Confronted by journalists while aboard his return flight to the Vatican, a pope known for his loquacious forays into high-profile and polarizing policy issues suddenly clung to talking points: "I will say sincerely that I must say this, to you, and all of you who are interested: Read the document carefully and judge it for yourselves. I will not say one word on this."
His strikingly tone-deaf comments aside, what could possibly have compelled the man purported to be the Vicar of Christ from publicly speaking out more often and more forcefully on the confirmed criminal activities perpetrated by so many men of the cloth who answer to the Vatican?
Pope Francis has never been one to miss an opportunity to provide his worldview on topics about which his predecessors were more reticent. In 2015, the Washington Post even drafted a collection of his most liberal statements, which included reconciliation with homosexuality, calling out corporate greed, championing globalization, forgiveness for abortion, streamlining of the marriage annulment process and acknowledgment of climate change.
But what really pleased progressives, who have often chafed at the Catholic Church's entrenched conservatism, were his rebukes of President Donald Trump. During the 2016 presidential campaign, the Pontiff suggested that Trump was "not Christian." Taking a direct shot at the then-candidate, Pope Francis pointedly stated: "A person who thinks only about building walls, wherever they may be, and not building bridges, is not Christian." A self-described counterpuncher, Trump fired back at a campaign stop in South Carolina: "For a religious leader to question a person's faith is disgraceful."
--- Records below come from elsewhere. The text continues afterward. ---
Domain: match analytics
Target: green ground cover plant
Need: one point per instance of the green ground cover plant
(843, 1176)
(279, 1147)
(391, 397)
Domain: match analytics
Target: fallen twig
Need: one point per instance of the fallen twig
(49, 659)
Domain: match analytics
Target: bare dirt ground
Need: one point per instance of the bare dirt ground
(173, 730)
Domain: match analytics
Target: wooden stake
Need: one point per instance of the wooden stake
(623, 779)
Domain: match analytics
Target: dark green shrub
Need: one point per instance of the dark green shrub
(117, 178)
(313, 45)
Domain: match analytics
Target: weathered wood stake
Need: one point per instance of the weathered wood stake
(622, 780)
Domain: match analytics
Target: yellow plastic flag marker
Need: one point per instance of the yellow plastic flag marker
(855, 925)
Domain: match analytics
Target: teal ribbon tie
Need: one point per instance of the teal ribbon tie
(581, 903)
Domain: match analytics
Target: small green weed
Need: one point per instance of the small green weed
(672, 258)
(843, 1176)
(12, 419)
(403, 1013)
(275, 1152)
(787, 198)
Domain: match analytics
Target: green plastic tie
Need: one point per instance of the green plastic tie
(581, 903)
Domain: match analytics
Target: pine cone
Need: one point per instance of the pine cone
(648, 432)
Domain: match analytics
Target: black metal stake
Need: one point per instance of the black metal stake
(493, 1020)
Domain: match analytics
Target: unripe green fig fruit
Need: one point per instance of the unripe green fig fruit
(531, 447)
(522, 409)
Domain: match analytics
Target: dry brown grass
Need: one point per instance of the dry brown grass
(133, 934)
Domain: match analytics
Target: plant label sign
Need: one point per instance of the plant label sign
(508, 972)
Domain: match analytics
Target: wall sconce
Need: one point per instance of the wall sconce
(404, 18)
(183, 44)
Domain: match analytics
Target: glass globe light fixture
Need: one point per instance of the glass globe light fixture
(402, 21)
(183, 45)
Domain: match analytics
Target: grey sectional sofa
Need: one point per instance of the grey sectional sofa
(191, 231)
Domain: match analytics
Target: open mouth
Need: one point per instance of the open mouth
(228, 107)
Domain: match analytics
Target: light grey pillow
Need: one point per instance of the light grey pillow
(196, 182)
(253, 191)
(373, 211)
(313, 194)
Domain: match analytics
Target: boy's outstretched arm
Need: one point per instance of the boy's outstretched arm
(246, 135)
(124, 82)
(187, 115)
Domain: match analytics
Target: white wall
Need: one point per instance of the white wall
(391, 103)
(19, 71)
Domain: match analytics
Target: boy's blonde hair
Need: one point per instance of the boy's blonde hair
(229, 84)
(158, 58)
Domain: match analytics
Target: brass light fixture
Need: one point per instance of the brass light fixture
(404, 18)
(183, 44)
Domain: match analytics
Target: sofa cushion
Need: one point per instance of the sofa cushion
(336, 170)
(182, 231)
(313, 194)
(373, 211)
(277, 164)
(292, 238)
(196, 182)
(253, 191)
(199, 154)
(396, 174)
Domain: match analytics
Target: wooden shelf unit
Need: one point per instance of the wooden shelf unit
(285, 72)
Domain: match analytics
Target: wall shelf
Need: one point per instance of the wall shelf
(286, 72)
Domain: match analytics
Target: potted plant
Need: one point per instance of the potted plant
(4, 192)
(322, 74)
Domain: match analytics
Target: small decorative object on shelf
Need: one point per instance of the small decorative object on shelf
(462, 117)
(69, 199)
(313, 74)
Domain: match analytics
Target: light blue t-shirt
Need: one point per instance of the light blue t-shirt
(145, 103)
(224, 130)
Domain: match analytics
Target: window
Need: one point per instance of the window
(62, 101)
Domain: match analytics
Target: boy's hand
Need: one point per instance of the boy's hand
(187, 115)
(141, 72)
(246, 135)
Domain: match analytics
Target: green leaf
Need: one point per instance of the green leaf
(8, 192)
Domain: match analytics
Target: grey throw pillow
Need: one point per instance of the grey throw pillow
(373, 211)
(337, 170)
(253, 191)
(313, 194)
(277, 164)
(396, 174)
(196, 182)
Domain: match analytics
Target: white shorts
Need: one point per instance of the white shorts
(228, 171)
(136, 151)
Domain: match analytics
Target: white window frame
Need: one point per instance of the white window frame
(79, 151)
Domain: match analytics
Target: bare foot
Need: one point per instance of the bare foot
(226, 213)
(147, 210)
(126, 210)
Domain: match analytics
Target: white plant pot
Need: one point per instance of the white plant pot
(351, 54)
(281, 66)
And yet, for all of his purported political courage, in the Church's disgraceful perpetuation of its pedophilia scandal Pope Francis has acted like a coward.
I don't come at this assessment lightly. I have been a proud Roman Catholic for some 53 years, and was raised in church service, first an altar boy and later as a liturgical minister, or reader, during the mass.
And I have skin in the game. No, I don't have a #MeToo-type story of being plied with altar wine and taken advantage of by a parish priest. But during the early-1990s, as a young father, one of my children was baptized by a local clergyman, who had become a family friend. Father Patrick W. Quigley served Immaculate Conception R.C. Church in Stony Point, New York, and a short time after performing the sacrament for my family, was arrested for propositioning young boys for sex in nearby Nyack, New York.
He ultimately pleaded guilty to a misdemeanor solicitation charge and was sentenced to probation. The diocese removed him from the parish, and he was sent away for psychiatric evaluation and treatment for alcoholism at a Maryland rehabilitation center. Quigley was laicized (defrocked) by the Vatican in 2005 and died in 2010.
In the days before the internet, word of his depravity still spread like wildfire throughout our Catholic community, a sleepy enclave an hour's drive north of New York City. I recall my palpable anger at his betrayal -- a man who only months before had held my infant aloft and pronounced the innocent child a member of our faith.
My blood boils at the memories, even now, almost three decades later.
Maybe this personal experience allows me a more visceral reaction to the Pope's seeming nonchalance on this issue. After all, if he can find the time to announce a call-to-action on the "endless fields" of plastic in the oceans, he should be able to carve out the time to discuss the elephant in the room -- serial abuse of young children.
Pope Francis needs to find his voice on this matter, and he needs to find it quickly. The Church's sad list of aggrieved victims continues to grow.
Recall that Rome burned while a distracted Nero famously fiddled. Last time I checked, the Vatican is in the middle of Rome.